The body of knowledge accumulated so far allows us to point out that the concentration of milk CLA of pasture-fed sheep tends to increase along with the proportion of green herbage in the diet.

In sheep fed fresh forages only, milk CLA content is related to two main factors: the forage genotype (species and cultivar) and the phenological phase of forages which in turn affects the dietary proportion of leaves. Both these factors are under the control of grazing management.

Four experiments and a survey have been undertaken within this project to investigate this. On the basis of the results, a feeding and management strategy aimed at maximizing CLA concentration in ovine milk is put forward. It lays on the following guidelines:
- Choose preferably mixtures of grass and legumes or sequential grazing of legume and grass pastures. Legumes such as burr medic and subclover can be preferable to sulla.

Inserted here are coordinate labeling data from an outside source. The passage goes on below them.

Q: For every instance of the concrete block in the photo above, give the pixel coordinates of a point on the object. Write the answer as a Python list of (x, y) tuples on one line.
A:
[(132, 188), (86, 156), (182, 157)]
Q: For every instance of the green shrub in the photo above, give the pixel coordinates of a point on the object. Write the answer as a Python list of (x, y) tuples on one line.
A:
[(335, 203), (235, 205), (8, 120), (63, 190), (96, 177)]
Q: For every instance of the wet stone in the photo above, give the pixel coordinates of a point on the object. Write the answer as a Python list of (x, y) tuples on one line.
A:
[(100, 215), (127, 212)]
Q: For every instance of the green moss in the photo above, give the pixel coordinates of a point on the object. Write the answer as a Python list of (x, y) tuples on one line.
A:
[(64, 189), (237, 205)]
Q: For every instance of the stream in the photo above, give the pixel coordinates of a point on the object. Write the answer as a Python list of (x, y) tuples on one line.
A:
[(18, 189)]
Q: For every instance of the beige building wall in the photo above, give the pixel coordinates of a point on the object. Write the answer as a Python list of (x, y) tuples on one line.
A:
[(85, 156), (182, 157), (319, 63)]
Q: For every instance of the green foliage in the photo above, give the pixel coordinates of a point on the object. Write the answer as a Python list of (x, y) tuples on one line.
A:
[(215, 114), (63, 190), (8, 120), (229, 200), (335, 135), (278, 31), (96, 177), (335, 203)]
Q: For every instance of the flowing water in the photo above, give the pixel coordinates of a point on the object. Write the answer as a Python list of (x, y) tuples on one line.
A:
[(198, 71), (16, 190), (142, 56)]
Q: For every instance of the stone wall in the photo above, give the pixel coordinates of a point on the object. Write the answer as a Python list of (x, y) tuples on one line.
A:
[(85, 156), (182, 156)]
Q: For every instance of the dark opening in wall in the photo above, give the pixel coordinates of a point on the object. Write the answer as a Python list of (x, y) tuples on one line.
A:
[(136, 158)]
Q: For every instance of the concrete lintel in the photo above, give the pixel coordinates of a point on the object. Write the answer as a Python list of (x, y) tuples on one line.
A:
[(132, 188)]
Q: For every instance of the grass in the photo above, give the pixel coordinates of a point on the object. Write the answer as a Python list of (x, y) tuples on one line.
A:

Daisy forbs rich in linoleic acid such as safflower or Chrysanthemum coronarium can be conveniently included in lactating sheep diets.

- Graze at moderate to high intensity, particularly during the fast growth spring period in order to keep pasture leafy as long as possible, hence maintaining at good level the CLA precursors’ concentration in the grazed herbage.

- Minimize the use of use of non-fat enriched supplements unless the quality of the pasture forage is poor. They usually have substitution effects and may also exert a dilution effect on most beneficial PUFA.

- Consider offering fat-enriched supplements, particularly when the intake of green forage is expected to be low. This is an area, which deserves further multi-disciplinary studies involving the evaluation of technological and sensory properties of ovine dairy produce.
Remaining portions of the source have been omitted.